Va comunque sottolineato che ove si debbano garantire prestazioni, questa pratica deve essere almeno supportata da una simulazione che evidenzi i limiti del controllo e che permetta di ottimizzarne i parametri.
Ovviamente tale simulazione richiede la conoscenza del sistema controllato, e sono quindi di fondamentale importanza i procedimenti che permettono l’ identificazione del sistema stesso, procedimenti che verranno illustrati più avanti.
I regolatori analogici classici sono essenzialmente di tre tipi:
- il più semplice è il puro proporzionale (P), che permette la taratura del solo guadagno d’anello ma che presenta anche a regime, per sistemi controllati non integratori, un errore (errore statico)
- il già visto proporzionale-integrale (PI) adatto a sistemi con una sola costante di tempo e con errore statico nullo
- il più completo proporzionale-integrale-derivativo (PID) che in teoria permette la compensazione di sistemi a due costanti di tempo, ma che è di delicata applicazione per la tendenza ad esaltare i disturbi alle alte frequenze.
Nella tecnologia moderna, questi regolatori vengono sostituiti da equivalenti apparati digitali, con vantaggi di aumentata precisione, di costanza delle caratteristiche nel tempo e di semplificato interfacciamento con i calcolatori di controllo a livello superiore.
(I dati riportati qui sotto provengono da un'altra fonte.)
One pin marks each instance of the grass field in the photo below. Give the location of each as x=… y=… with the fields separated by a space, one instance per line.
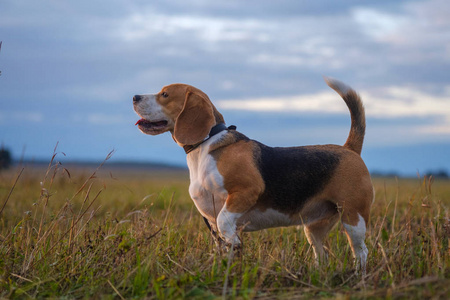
x=86 y=233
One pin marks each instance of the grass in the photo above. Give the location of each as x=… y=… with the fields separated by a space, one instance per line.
x=74 y=233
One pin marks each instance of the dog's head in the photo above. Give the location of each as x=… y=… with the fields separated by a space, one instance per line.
x=182 y=109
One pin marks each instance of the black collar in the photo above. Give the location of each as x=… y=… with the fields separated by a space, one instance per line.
x=215 y=130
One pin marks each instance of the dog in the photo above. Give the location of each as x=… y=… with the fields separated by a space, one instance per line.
x=240 y=184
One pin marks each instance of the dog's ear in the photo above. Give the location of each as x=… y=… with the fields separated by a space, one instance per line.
x=195 y=120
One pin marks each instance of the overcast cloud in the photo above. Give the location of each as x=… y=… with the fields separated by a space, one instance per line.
x=70 y=69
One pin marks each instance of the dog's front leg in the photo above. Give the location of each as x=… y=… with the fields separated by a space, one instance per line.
x=217 y=239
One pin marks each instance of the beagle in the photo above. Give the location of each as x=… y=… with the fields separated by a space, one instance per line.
x=240 y=184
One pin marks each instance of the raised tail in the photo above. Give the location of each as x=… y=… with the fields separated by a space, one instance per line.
x=358 y=128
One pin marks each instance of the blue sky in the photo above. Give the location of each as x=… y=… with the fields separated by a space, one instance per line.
x=70 y=69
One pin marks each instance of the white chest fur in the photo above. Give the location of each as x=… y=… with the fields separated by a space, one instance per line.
x=206 y=188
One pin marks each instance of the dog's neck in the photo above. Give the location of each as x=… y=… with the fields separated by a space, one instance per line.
x=214 y=130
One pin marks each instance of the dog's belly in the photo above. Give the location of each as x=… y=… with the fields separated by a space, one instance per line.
x=256 y=220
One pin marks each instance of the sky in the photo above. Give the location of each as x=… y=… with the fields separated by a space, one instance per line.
x=69 y=70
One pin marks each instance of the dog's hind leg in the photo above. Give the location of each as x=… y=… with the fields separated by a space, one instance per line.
x=316 y=232
x=356 y=235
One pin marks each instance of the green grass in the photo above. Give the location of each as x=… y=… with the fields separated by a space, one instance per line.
x=73 y=233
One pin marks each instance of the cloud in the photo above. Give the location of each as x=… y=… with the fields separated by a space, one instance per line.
x=21 y=116
x=396 y=102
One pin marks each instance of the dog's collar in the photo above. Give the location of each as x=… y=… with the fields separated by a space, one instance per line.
x=215 y=130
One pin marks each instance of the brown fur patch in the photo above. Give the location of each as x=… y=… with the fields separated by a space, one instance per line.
x=350 y=188
x=242 y=179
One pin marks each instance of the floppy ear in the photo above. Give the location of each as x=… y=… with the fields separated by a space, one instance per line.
x=195 y=120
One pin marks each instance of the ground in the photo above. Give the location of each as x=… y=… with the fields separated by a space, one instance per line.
x=82 y=232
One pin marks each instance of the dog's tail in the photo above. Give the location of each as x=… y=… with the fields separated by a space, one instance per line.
x=358 y=128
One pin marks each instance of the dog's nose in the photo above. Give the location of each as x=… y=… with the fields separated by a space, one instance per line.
x=137 y=98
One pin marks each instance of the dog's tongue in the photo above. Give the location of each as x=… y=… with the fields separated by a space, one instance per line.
x=139 y=122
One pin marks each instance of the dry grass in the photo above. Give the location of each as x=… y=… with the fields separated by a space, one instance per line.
x=74 y=233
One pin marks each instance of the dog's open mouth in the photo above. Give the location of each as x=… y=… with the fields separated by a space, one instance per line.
x=152 y=127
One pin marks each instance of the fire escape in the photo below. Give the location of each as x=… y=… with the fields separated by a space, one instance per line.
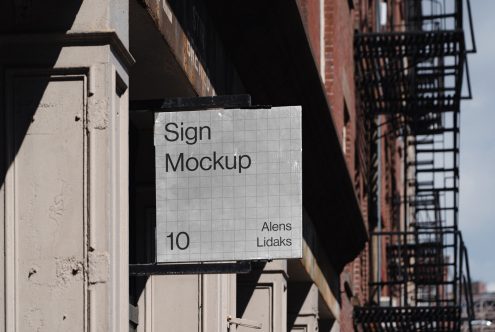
x=411 y=78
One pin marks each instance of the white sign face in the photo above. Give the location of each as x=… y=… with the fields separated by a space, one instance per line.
x=228 y=184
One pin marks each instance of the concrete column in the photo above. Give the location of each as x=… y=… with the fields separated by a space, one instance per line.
x=63 y=173
x=262 y=297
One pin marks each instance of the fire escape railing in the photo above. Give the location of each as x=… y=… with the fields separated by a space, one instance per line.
x=412 y=76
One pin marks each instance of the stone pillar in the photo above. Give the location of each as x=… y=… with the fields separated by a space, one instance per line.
x=63 y=156
x=262 y=297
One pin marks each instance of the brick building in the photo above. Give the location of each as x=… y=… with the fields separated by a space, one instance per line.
x=379 y=83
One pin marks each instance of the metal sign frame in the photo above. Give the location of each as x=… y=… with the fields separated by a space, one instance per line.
x=194 y=103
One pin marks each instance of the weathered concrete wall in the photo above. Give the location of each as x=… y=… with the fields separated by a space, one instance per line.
x=63 y=132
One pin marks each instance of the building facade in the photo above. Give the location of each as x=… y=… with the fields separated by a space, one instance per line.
x=379 y=83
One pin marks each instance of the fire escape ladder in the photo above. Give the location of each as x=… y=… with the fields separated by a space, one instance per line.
x=412 y=77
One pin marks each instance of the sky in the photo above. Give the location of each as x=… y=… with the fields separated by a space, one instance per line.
x=477 y=165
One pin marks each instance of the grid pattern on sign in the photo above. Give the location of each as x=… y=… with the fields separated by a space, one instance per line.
x=229 y=214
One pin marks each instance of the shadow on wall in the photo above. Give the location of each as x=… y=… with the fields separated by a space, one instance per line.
x=22 y=53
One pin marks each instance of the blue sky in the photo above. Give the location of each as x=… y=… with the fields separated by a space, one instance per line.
x=477 y=168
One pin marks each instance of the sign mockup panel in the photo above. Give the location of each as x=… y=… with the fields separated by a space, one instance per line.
x=228 y=184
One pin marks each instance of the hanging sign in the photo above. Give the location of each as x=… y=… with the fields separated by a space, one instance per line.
x=228 y=184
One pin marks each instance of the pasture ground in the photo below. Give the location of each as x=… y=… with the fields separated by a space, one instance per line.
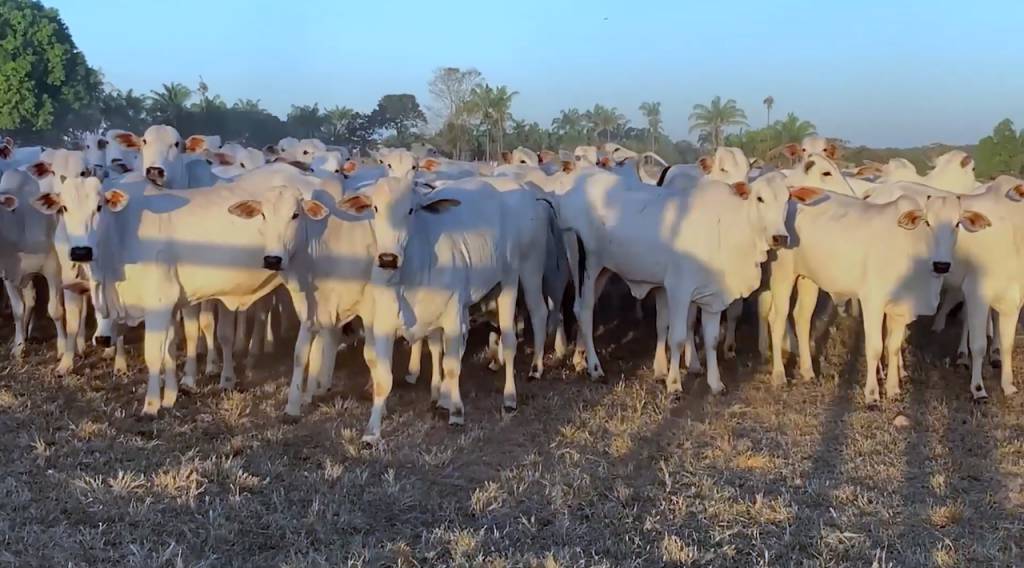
x=584 y=475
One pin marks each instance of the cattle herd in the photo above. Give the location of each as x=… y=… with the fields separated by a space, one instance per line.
x=219 y=244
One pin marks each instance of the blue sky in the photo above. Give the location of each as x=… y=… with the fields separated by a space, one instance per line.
x=873 y=72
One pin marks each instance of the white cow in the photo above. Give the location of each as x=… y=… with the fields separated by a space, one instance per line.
x=27 y=249
x=440 y=253
x=676 y=239
x=890 y=257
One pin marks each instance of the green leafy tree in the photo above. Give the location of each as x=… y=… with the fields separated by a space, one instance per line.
x=652 y=112
x=45 y=82
x=715 y=119
x=1000 y=153
x=400 y=114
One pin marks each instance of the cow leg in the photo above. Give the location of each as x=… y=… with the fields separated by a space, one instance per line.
x=803 y=312
x=894 y=342
x=435 y=343
x=208 y=324
x=1008 y=331
x=532 y=290
x=731 y=317
x=415 y=361
x=872 y=316
x=977 y=317
x=19 y=314
x=506 y=322
x=300 y=359
x=951 y=297
x=679 y=329
x=74 y=304
x=690 y=356
x=54 y=308
x=225 y=337
x=660 y=363
x=781 y=292
x=189 y=316
x=330 y=354
x=158 y=329
x=170 y=378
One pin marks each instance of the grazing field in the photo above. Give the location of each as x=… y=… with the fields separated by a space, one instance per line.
x=584 y=475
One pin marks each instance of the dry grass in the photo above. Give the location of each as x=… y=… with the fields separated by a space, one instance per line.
x=585 y=474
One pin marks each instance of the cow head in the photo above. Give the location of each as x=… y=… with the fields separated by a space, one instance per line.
x=728 y=165
x=79 y=204
x=280 y=212
x=393 y=204
x=162 y=149
x=943 y=217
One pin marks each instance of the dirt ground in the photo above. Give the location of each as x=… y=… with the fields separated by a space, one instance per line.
x=584 y=475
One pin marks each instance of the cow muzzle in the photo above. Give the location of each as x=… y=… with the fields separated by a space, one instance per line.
x=81 y=254
x=156 y=174
x=388 y=261
x=272 y=262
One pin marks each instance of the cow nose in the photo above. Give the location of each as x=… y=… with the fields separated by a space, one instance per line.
x=271 y=262
x=81 y=254
x=155 y=173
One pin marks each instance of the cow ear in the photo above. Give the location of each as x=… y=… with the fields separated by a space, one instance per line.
x=40 y=170
x=314 y=210
x=974 y=221
x=246 y=209
x=48 y=203
x=195 y=143
x=440 y=206
x=8 y=202
x=116 y=200
x=792 y=150
x=128 y=140
x=806 y=194
x=742 y=189
x=910 y=219
x=356 y=204
x=1016 y=192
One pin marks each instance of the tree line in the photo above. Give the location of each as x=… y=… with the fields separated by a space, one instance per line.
x=50 y=95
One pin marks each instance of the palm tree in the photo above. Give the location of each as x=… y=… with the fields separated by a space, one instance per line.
x=792 y=129
x=608 y=120
x=716 y=118
x=652 y=112
x=168 y=104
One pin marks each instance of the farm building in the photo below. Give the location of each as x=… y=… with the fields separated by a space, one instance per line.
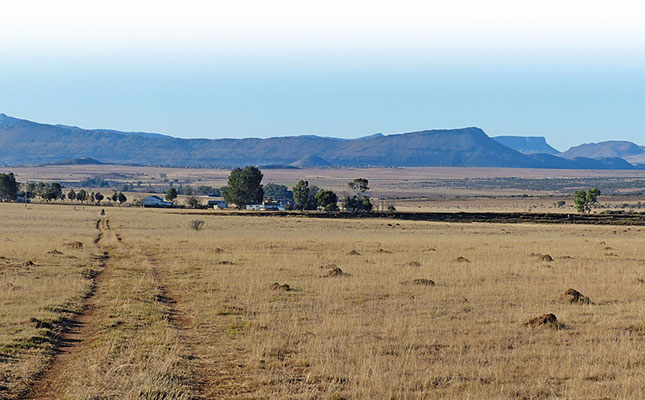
x=217 y=204
x=266 y=206
x=155 y=201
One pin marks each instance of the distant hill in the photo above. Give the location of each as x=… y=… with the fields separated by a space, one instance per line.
x=76 y=161
x=628 y=151
x=24 y=142
x=557 y=162
x=527 y=144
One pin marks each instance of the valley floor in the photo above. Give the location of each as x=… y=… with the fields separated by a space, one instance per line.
x=136 y=304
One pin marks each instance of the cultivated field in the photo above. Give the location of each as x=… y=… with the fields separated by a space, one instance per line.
x=150 y=308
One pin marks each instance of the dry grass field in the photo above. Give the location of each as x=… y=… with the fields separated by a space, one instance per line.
x=149 y=308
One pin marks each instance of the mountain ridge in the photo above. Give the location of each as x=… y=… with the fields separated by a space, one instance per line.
x=26 y=142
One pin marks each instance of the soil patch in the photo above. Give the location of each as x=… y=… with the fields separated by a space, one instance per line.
x=277 y=286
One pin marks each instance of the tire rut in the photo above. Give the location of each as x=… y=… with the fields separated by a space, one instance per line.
x=78 y=329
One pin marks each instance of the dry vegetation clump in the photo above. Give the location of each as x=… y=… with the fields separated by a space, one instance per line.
x=547 y=320
x=197 y=224
x=572 y=296
x=335 y=272
x=419 y=281
x=412 y=264
x=278 y=286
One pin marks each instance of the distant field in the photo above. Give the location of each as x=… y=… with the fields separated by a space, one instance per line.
x=150 y=308
x=433 y=189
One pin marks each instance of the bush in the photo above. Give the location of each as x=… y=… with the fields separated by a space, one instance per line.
x=197 y=224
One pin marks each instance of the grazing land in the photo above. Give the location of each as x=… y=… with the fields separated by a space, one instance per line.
x=300 y=308
x=409 y=189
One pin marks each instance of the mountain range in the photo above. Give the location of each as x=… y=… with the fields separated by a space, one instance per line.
x=25 y=142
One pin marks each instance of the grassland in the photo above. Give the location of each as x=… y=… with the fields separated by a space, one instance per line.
x=177 y=313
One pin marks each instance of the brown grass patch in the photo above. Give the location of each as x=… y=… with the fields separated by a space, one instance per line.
x=572 y=296
x=546 y=320
x=420 y=282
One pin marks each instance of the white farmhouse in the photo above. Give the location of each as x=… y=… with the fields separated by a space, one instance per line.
x=155 y=201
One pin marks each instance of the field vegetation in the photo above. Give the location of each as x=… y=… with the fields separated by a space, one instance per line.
x=296 y=308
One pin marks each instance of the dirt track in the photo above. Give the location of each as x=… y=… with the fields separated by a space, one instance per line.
x=78 y=330
x=462 y=217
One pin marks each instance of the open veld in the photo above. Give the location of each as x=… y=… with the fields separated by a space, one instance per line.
x=137 y=304
x=409 y=189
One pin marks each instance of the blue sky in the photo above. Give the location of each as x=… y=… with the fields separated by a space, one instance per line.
x=206 y=70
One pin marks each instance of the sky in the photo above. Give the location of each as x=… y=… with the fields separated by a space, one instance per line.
x=572 y=71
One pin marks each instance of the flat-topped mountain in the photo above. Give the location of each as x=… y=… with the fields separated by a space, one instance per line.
x=24 y=142
x=628 y=151
x=527 y=144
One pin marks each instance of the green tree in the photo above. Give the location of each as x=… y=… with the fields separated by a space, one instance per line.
x=30 y=190
x=41 y=189
x=359 y=185
x=171 y=194
x=81 y=195
x=360 y=201
x=53 y=191
x=585 y=200
x=327 y=200
x=244 y=187
x=8 y=187
x=301 y=194
x=193 y=202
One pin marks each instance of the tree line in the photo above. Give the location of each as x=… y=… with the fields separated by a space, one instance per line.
x=245 y=187
x=10 y=190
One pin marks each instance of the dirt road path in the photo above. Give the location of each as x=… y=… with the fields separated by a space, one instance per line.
x=79 y=329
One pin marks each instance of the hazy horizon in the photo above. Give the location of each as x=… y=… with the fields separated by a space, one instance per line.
x=573 y=73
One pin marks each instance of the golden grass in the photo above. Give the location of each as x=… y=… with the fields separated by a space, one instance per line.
x=224 y=333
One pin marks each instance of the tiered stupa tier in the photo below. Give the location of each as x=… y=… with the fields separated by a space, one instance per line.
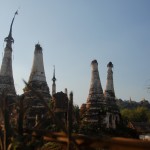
x=109 y=91
x=37 y=81
x=6 y=72
x=95 y=100
x=54 y=84
x=113 y=113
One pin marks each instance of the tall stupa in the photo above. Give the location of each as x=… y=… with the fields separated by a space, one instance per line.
x=95 y=100
x=113 y=116
x=37 y=81
x=6 y=72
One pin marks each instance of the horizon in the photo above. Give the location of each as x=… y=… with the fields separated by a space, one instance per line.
x=72 y=34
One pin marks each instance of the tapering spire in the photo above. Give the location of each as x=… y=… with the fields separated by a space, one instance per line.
x=37 y=81
x=96 y=91
x=10 y=39
x=54 y=84
x=109 y=91
x=37 y=72
x=6 y=72
x=95 y=98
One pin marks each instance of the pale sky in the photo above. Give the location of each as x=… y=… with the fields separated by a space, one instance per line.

Fisicamente i regolatori digitali sono realizzati o come unità singole (single loop controller) o in apparati che svolgono in sequenza il controllo di più anelli (DDC, Direct Digital Control) con una sola unità di elaborazione.
Questi ultimi sono spesso associati ai PLC (Programmable Logic Controller) che realizzano la logica, le sequenze automatiche e gli allarmi degli impianti industriali, in modo da costituire quello che si chiama automazione industriale di primo livello, cioè il controllo automatico delle singole parti di cui è costituito un impianto industriale.
La semplicità formale nell’uso di tali regolatori, visti come una pura sostituzione dei corrispondenti analogici, nasconde spesso sia le loro maggiori intrinseche potenzialità , sia le loro limitazioni, dovute soprattutto al campionamento.
Il prossimo capitolo è appunto dedicato ad una comprensione più approfondita di questi.
[1]) La principale caratteristica della funzione esponenziale è quella di essere uguale alla sua derivata, cioè alla propria pendenza.